Is it worth it to move useful young talent with multiple years of control for 8 starts from a marginal starting pitcher who will leave after the season?
Is it worth it to give up a chunk of the farm system to get a guy who has multiple years of control?
Will DeWitt, who has been notoriously tight-pursed the last two seasons, even be willing to take on salary to make a move possible?
The Matz injury places this entire dilemma in front of John Mozeliak.
After dancing around it and waiting on first Flaherty and then Matz, it’s now unequivocally decision time.
One way or another. Settle on internal replacements that you don’t trust and know are problems. Or pay more than you want to pay to throw some talent into the shallow pool of currently available arms.

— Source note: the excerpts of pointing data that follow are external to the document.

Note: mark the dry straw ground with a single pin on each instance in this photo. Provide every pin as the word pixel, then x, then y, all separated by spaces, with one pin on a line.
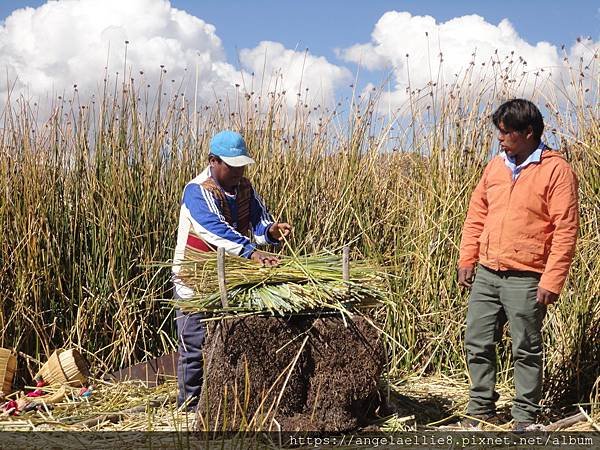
pixel 90 197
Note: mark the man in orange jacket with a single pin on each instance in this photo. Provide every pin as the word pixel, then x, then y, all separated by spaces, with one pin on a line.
pixel 520 231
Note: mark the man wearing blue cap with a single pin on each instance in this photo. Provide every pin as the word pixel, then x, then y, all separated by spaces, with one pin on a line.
pixel 219 209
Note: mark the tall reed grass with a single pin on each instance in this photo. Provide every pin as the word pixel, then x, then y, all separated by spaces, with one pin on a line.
pixel 90 197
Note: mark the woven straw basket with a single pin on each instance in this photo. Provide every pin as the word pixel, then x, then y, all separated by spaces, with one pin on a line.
pixel 65 367
pixel 8 366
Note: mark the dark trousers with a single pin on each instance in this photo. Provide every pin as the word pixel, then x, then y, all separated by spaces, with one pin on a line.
pixel 190 336
pixel 495 297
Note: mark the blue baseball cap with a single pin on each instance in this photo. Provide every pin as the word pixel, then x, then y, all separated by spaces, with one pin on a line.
pixel 231 148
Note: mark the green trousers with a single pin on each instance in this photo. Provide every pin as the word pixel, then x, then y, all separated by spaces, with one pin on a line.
pixel 497 296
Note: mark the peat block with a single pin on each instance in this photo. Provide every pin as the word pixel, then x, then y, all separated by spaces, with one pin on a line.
pixel 307 373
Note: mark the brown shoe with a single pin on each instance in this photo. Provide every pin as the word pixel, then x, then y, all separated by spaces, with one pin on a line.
pixel 475 420
pixel 522 427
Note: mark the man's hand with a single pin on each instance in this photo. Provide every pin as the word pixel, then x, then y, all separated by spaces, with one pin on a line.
pixel 466 276
pixel 546 297
pixel 278 231
pixel 264 259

I could go either way. Despite the big names out there, it seems like the Cardinals are far more likely to dabble around the edge of the market. That means spending a couple of prospects to acquire more replacement-level talent, while maybe providing Marmol with someone he has to trust. That could settle the team but it doesn’t move them much in terms of competitiveness.
Thor – Noah Syndergaard – would probably be my reluctant choice.
Or they could just give those starts to Liberatore and see what happens. If he is going to be part of their plans next season, then it would be nice to see what he’s capable of when given an extended look. Can he settle in and find the consistency he showed in AAA? Can he translate the quality command/control he had in the minors to the best hitters in the world?
I honestly don’t know. But his prospect pedigree and AAA performance lead me to guess a hesitant yes. And if the back-end of this year’s rotation is a loss anyway, I wouldn’t mind seeing them gain some critical information for next year. Plus, if anyone could get hot at the right time and lock that spot down, it’s probably Liberatore and only Liberatore among the internal options. (If Thompson isn’t an option since he’s not stretched out.)
Regardless, the Cardinals need to make their choice. And they need to do it now.